All those Vox LP's were my delight in the 1970s and later - and the frustration about  inferior orchestras and several cuts could be compensated by those brilliant renderings by Michael Ponti and others.
I think the complete reissue by Brilliant Classics should also be considered as a very valuable enterprise - and this not only for its budget price!
http://www.musicweb-international.com/classrev/2016/Nov/Romantic_PCs_95300.htm

Alan Howe


eschiss1

Those who are ok with downloads should note that Amazon & Vox have offered almost the same Romantic piano concertos for $2 ($1 for a download of the earlier Romantic concertos, and $1 for the later Romantic concertos and some early-20th century concertos/modernish ones (Barber's admittedly rather poundy/jazzy(?) one (ok, I like it, but.), Hanson, Françaix, Tailleferre iirc ... their 1880-1962 volume)  that you can always delete individually if you really don't want to ever, ever hear them...) in the same performances.


giles.enders

I believe eschiss1 (28th May) is correct.  I have removed the Op.21 designation for the Fantasie from 1858.  Now the question is was it given an opus number ?

John Boyer

"Everyone in Berlin knew that [Chancellor] Caprivi's days were numbered. Holstein remained loyal to the Chancellor to the end, but most politicians ignored Caprivi. At one dinner, the new Prussian Minister of War, General Walter Bronsart von Schellendorf, appointed to office without Caprivi's consent, publicly insulted, then turned his back on, the Imperial Chancellor. Caprivi understood. 'My relations with the All Highest have become intolerable', he wrote to a friend. 'You just cannot imagine how relieved I will feel to get out of here.'  On October 26, 1894, he resigned."

Robert K. Massie, "Dreadnought: Britain, Germany, and the Coming of the Great War", p. 117.

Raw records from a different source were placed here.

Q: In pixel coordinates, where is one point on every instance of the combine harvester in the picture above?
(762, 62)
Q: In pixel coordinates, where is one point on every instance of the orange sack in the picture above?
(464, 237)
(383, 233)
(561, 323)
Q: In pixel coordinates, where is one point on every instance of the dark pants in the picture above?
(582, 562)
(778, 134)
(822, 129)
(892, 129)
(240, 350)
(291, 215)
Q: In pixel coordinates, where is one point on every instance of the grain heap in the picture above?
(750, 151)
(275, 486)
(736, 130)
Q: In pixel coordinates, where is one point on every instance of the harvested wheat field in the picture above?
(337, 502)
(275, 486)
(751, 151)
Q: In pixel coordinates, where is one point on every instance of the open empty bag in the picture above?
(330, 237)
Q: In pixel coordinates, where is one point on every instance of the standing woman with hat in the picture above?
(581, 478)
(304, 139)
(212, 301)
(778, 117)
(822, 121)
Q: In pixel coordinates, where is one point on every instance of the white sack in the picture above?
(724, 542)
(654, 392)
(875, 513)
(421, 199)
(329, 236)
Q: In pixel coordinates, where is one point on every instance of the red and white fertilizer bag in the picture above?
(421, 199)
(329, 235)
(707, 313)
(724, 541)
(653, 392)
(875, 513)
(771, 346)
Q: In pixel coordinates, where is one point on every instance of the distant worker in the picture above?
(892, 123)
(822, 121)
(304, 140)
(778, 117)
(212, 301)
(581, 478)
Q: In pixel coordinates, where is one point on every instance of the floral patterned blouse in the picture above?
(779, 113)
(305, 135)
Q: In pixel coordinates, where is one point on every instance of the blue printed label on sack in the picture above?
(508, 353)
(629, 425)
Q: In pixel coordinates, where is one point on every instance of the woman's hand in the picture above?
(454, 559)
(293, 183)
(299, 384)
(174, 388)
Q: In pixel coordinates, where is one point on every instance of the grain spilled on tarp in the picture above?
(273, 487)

Sometimes a name just leaps off the page of the book you are reading. This was the case a few moments ago when I reached the passage above in Robert Massie's thousand-page history of the arms race between Great Britain and Germany in the two decades before the First World War. "Could it be?" I thought. They don't just hand out names like "Bronsart von Schellendorf". A quick trip to German Wikipedia revealed what I suspected: Walter was the brother of Hans, specifically his younger brother by three years.

Who knew?

Ilja

The family has been very active in Imperial politics, and some regrettably also in the Nazi Years. Hans' younger brother Paul was arguably the most significant of them, serving as minister of war at one point and conducting negotiations for the French surrender at Sedan in 1870. Hans was something of a black sheep of the family, not only because of his occupation but also because his political views differed markedly from the reactionary politics of most of his family. His father was also a career officer, and as the eldest of the brothers (Walther was the youngest) becoming a composer was certainly not the career path initially chosen for him.